Samstag, 20. Oktober 2007
Inspired by Wiener Linien
“Schwedenplatz. Ausgang links.” tönt es in der U1 durch die Lautsprecher. Puh, danke für den Hinweis! Ich wüsste nicht, was ich tue, wenn ich rechts stehe, obwohl es bei dieser Station doch nur links nach draußen geht. Weiterfahren, bis ich rechts aussteigen kann?
Ich lasse meinen Blick über die Mitfahrenden schweifen. Einige hier sehen tatsächlich so aus, als würden sie die Hilfestellung tatsächlich gut gebrauchen können. Vor allem diejenigen, die auf der falschen Seite stehen und bei der Station an der sie aussteigen wollen bemerken, dass sie links aussteigen müssen. Daraufhin fallen sie in Panik. Sie quetschen sich durch die anderen Leute durch und rammen einem ihre Taschen/Rucksäcke/Ellbogen in den Bauch. Zu gerne wäre ich manch einem dieser rücksichtslosen Rüpel auf seinem Weg nach draußen behilflich, indem ich ihm mit meiner zusammengerollten Zeitung ein paar Schläge auf den Hinterkopf kloppe. Wozu diese Panik? Hat schon mal jemand was von Leuten gehört, die in der U-Bahn elend verreckt sind, weil sie ihren Ausstieg verpasst haben und nie wieder nach draußen kamen? Nein. Fährt die U-Bahn nach der gewünschten Ausstiegsstelle die Stationen „Ugly Suburbia“, „Äußerster Kreis der Hölle“ oder „Niemandsland – Hier kommst du nicht mehr weg“ an? Nein.

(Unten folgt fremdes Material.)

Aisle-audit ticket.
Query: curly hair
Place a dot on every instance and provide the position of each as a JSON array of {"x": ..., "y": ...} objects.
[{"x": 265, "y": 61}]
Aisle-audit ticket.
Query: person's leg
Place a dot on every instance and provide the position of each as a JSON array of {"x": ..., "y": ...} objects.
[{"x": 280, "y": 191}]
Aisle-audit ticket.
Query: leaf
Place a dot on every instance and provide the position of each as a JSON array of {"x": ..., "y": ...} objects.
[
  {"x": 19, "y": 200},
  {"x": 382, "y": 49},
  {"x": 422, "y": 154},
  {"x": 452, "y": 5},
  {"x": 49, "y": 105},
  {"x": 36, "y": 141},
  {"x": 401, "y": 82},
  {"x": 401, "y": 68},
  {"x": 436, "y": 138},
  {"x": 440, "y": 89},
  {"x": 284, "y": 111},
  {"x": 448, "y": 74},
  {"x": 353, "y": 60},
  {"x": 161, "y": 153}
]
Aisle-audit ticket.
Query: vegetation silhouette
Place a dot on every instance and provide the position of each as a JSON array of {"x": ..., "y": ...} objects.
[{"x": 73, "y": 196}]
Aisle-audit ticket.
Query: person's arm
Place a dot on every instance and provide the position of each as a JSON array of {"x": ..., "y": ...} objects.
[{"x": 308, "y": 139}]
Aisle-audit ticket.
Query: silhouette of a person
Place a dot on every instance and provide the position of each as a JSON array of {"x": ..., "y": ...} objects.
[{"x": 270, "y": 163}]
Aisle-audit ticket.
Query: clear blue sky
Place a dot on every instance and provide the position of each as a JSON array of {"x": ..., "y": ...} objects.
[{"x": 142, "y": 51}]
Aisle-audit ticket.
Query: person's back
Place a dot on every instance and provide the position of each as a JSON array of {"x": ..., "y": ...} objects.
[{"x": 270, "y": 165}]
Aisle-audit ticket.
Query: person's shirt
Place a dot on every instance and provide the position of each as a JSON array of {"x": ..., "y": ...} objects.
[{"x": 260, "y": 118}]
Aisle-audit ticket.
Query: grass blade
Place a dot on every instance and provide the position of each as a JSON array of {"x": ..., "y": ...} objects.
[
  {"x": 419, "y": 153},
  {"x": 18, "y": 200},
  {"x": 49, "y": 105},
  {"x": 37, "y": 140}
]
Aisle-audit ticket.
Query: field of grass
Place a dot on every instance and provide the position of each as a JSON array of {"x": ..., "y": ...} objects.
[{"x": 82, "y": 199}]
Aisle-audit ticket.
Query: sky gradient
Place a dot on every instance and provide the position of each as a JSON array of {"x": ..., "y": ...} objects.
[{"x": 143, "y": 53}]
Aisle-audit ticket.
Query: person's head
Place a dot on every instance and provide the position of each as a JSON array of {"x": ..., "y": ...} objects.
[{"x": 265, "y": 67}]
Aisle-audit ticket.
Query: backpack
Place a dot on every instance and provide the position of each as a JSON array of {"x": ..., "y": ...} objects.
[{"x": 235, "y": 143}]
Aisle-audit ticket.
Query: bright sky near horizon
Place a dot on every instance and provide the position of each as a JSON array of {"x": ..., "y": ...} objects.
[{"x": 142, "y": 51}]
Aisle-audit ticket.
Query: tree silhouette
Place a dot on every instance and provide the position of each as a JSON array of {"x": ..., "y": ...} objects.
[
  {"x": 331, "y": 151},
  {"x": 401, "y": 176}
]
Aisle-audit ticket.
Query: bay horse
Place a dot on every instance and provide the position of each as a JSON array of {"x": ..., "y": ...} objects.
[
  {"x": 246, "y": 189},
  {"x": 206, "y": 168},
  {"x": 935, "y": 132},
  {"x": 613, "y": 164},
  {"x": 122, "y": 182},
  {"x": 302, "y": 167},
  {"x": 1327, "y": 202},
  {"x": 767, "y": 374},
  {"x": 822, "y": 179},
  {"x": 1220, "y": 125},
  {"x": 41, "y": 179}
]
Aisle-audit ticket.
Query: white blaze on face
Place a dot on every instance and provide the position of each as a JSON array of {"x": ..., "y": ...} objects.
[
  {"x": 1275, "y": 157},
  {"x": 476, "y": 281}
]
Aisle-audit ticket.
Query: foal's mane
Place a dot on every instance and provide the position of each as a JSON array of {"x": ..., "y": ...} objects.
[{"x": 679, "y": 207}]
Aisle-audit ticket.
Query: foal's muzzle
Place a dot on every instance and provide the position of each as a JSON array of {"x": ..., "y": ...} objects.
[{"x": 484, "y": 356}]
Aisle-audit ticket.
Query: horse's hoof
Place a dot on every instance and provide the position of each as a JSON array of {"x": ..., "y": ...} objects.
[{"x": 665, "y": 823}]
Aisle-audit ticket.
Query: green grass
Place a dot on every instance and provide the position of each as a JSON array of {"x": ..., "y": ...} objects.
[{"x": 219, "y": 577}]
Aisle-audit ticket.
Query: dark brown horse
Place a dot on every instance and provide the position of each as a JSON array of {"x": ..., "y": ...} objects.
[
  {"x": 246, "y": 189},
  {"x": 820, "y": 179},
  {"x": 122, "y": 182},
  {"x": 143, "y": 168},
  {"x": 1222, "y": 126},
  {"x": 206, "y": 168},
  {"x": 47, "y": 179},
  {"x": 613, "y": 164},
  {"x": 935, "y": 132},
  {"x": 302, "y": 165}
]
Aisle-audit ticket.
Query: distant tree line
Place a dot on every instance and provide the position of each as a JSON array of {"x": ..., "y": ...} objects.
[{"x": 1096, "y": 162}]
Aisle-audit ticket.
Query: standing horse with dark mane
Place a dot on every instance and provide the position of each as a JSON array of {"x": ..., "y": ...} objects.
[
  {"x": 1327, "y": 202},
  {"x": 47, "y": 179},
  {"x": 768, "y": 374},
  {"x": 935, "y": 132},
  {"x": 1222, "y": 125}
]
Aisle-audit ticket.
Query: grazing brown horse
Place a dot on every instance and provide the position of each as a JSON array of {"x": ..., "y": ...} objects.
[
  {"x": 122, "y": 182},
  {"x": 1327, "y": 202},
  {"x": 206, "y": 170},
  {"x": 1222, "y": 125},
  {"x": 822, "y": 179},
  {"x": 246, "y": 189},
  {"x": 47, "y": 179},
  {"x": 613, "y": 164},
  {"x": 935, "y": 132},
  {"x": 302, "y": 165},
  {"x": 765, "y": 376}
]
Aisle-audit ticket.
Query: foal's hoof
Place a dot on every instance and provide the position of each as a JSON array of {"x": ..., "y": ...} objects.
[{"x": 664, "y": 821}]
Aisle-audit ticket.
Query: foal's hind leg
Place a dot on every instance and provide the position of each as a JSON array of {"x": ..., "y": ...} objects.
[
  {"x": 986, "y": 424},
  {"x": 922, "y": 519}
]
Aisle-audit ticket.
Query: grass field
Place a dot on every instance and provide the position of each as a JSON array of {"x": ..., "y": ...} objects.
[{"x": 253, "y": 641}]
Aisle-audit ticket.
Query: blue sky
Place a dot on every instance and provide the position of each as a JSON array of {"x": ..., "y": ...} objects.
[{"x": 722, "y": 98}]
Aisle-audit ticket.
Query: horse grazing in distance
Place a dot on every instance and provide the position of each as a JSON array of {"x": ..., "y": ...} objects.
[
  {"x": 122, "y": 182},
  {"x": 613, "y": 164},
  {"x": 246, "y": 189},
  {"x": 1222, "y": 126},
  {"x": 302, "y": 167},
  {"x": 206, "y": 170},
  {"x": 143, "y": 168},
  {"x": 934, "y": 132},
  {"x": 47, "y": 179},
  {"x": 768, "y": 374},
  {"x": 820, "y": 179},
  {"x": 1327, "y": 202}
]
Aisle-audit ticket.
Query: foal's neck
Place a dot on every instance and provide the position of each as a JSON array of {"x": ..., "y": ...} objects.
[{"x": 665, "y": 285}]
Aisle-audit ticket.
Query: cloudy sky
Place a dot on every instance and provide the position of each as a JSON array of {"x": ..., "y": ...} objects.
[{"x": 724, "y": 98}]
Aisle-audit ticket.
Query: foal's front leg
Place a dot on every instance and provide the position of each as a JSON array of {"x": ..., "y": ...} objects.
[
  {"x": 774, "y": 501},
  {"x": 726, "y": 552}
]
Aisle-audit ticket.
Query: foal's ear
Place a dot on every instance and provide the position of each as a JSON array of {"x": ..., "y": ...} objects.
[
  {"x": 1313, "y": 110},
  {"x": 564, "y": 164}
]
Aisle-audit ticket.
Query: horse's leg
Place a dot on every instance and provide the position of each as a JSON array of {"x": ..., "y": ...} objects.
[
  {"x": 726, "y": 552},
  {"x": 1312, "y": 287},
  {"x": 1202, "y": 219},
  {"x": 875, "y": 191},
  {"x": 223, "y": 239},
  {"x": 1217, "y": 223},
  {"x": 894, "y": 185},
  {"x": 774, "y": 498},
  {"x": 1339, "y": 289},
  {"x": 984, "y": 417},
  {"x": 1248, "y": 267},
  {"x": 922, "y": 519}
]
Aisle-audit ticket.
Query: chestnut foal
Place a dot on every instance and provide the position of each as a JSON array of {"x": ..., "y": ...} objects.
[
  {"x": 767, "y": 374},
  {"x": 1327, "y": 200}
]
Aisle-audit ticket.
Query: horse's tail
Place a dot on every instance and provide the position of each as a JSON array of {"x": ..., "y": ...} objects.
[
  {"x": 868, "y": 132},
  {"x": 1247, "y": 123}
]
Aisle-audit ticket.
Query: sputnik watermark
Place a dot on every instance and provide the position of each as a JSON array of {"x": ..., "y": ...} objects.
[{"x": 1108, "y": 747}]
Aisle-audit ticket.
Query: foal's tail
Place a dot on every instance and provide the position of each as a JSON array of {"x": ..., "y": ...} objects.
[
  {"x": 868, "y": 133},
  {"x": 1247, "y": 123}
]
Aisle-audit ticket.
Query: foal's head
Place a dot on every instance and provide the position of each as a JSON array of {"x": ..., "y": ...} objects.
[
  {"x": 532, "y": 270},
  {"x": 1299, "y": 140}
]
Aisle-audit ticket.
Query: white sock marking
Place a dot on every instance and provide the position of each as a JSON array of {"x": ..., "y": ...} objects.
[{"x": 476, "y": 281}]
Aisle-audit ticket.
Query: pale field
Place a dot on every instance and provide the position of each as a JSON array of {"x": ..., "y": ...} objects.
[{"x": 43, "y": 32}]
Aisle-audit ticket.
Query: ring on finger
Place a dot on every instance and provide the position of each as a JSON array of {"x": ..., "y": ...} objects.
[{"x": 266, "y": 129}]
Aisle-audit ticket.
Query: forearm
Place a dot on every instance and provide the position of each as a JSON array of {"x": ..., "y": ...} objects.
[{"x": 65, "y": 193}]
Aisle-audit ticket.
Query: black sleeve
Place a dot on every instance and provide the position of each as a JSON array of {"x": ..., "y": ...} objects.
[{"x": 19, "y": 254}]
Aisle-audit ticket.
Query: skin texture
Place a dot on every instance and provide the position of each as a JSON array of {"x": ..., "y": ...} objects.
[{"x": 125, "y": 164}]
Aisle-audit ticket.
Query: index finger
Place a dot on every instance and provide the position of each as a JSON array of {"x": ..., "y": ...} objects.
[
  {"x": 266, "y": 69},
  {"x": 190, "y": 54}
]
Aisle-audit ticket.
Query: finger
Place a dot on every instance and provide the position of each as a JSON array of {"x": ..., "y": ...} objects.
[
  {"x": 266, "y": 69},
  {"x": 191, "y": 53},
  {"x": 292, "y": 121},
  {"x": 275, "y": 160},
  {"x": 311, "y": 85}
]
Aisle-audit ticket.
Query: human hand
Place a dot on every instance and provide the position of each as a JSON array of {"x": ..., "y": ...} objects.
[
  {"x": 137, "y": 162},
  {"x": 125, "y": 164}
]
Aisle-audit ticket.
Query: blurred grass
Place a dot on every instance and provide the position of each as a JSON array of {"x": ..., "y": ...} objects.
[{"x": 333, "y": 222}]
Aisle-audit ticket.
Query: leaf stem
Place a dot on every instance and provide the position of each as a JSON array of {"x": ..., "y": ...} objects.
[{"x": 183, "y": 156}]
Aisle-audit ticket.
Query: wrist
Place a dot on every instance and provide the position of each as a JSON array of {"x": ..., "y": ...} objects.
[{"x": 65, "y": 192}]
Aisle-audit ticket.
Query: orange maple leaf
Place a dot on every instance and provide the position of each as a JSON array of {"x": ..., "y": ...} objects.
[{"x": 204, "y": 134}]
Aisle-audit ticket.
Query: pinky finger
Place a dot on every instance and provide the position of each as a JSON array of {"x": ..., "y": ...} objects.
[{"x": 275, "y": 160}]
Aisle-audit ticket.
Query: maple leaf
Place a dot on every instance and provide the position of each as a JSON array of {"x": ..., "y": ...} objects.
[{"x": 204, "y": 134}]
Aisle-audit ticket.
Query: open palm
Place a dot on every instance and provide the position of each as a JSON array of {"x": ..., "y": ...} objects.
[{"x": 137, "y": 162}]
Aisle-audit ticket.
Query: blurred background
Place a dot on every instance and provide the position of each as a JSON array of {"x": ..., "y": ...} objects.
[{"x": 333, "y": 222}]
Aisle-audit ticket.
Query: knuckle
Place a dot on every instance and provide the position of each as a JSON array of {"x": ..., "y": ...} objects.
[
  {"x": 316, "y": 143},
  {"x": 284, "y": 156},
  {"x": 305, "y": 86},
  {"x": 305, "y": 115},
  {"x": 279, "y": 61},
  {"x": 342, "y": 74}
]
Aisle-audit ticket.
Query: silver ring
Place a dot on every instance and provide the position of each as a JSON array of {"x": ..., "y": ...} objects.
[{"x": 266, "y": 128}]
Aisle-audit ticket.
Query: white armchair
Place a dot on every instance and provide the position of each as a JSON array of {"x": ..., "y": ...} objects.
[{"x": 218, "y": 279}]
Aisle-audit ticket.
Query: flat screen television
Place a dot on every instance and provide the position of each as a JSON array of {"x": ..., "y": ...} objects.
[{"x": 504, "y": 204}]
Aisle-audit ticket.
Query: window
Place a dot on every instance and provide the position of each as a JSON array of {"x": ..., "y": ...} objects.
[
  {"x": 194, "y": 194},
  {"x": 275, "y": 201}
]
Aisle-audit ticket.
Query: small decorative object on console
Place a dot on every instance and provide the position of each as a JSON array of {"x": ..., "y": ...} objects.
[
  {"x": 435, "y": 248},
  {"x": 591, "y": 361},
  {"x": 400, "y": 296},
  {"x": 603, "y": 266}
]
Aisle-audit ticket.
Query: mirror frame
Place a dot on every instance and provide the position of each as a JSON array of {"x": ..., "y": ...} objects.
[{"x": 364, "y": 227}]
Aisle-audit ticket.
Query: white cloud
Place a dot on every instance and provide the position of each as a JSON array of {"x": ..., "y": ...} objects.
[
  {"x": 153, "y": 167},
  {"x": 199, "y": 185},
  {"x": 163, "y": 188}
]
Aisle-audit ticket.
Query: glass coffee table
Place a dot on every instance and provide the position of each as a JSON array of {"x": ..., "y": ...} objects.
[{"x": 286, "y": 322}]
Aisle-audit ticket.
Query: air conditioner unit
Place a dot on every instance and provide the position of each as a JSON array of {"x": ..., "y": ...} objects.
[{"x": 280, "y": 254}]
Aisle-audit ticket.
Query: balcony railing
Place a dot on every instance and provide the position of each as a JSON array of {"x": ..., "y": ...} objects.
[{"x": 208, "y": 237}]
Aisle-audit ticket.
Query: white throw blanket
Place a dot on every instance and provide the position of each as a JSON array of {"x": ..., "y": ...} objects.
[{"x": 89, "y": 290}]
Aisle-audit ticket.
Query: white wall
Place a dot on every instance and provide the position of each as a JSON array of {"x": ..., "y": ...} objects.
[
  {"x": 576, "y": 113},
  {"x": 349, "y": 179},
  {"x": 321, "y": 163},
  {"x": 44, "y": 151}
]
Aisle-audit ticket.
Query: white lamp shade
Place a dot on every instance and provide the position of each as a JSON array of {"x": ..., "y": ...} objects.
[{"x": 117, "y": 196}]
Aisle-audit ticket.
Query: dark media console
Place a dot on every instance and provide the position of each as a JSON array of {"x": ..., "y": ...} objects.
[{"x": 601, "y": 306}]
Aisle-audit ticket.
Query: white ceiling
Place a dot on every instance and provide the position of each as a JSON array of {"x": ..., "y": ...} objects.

Ich fahre zum Glück nicht täglich mit der U-Bahn und wenn ich doch in einer der Linien lande, verbinde ich das Warten auf den erlösenden Ausstieg mit Soziologiestudien. Ich sehe mir die Leute an, denke mir aus woher sie kommen und wohin sie fahren, sehe mir an welche Kleidung sie tragen, wie man auf die Idee kommt so etwas zu tragen und höre Handygespräche mit. Ja, für mich ist U-Bahn fahren, wie in den Zoo zu gehen.

Beim Schwedinger hüpfe ich aus der Bahn raus und bin mit einem Mal sehr empört über diese Lautsprecherdurchsage von vorhin. Ich bin in Wien geboren und aufgewachsen, führe seit 26 Jahren eine Beziehung mit dieser Stadt, die hauptsächlich von Hassliebe geprägt ist, weil ich es hasse dass in Wien die Zeit dem Rest der Welt hinterher hinkt, aber gleichzeitig verliebt bin in dieses eigenartige, altmodische Flair dieser Stadt. Also weiß der Kuckuck wie lange ich schon mit der U-Bahn fahre, wie oft ich schon die Lautsprecherdurchsagen gehört habe, bis sie überhört worden sind, weil sie immer da waren, immer gleich geblieben sind und ich sowieso auswendig weiß, wo ich raus muss. Doch dann haben sich die Wiener Linien dazu entschlossen, den Passagieren mitzuteilen, wo sie aussteigen müssen und haben damit ein Stück Gewohnheit verändert. Ich bin also entsprechend verdattert, als ich feststelle, dass sich in unserer Beziehung etwas verändert hat und damit meine ich jetzt nicht zwangsläufig die U-Bahn. Die hat es mir nur bewusst gemacht.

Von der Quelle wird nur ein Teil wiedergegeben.